3.3.3 It is recognised that there are a number of different ways in which a 50% reduction in the overall ADT burden could be delivered. For example, the tax charged across all flights types could be reduced equally by 50%. Alternatively, the policy could also be delivered by applying a zero tax charge to all short-haul flights and maintaining the tax charged on long-haul flights at current UK APD levels, or vice versa. It is considered that these illustrative scenarios would meet the preferred policy option of a 50% reduction in the overall tax burden as it is estimated that approximately 48% of APD revenues currently generated in Scotland is accrued from short-haul flights, and approximately 52% of revenue is from long-haul flights.
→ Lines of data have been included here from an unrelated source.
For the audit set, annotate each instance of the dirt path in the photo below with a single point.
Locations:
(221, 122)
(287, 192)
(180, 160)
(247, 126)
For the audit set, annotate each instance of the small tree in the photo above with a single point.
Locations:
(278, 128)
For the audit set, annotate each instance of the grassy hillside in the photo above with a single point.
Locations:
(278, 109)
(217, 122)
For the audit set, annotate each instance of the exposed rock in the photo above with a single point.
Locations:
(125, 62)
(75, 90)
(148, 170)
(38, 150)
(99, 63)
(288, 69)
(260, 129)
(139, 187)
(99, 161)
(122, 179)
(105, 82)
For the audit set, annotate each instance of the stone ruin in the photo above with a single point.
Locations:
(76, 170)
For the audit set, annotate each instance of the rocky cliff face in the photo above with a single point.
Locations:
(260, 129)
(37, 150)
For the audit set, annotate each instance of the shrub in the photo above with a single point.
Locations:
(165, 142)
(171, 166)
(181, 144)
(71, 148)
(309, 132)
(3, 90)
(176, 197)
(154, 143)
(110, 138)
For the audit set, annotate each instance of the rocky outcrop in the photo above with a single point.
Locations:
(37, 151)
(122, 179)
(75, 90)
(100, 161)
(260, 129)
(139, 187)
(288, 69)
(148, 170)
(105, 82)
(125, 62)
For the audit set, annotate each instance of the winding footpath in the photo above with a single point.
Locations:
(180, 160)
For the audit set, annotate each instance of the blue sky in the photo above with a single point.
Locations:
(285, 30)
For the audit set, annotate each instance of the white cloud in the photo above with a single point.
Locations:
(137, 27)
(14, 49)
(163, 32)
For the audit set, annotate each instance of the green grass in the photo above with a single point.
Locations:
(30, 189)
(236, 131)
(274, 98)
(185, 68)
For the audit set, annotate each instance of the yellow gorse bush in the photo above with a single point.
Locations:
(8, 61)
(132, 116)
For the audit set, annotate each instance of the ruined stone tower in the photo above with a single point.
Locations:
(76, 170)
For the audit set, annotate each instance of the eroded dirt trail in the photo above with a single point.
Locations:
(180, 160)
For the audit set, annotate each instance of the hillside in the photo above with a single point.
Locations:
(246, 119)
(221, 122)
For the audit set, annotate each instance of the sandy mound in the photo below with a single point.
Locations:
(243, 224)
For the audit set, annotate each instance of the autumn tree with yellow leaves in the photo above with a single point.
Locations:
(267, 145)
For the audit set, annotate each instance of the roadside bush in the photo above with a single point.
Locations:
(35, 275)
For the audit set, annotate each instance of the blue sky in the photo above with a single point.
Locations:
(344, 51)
3.3.4 In terms of passenger numbers, applying a zero tax rate amount only to short-haul flights has the potential to lead to a greater number of passengers than cutting both short and long-haul flights by an equal proportion. Conversely, if a zero tax rate amount were to be applied only to long-haul flights, it is likely that the increase in passenger numbers could be lower than cutting both equally or applying a tax reduction only to short-haul flights.

3.3.5 The above view has been based on the Transport Scotland research which included the current understanding of price elasticity on passenger demand for air travel. For example, short-haul leisure travel - both domestic and international - tends to be the most elastic ( i.e. most price sensitive), with long-haul business and leisure trips considered as the most inelastic ( i.e. least price sensitive) ^[90] . Additionally, there are fewer long-haul flights operating from Scottish airports and, therefore, fewer passengers. Currently less than 5% of passengers fall within this these types of long-haul flights.

3.3.6 A reasonable alternative to the preferred policy option is that there is no reduction in the overall burden of ADT. It is considered that this represents a "like for like" approach as the tax rate amount would remain the same as that currently set under UK APD. Under this approach there would be no reduction under ADT (compared to UK APD) in the tax charged on flights from Scottish airports and, as such, it is considered that there would be no additional impact on passenger and flight numbers. Activity in the sector would likely continue on the current predicted trajectory.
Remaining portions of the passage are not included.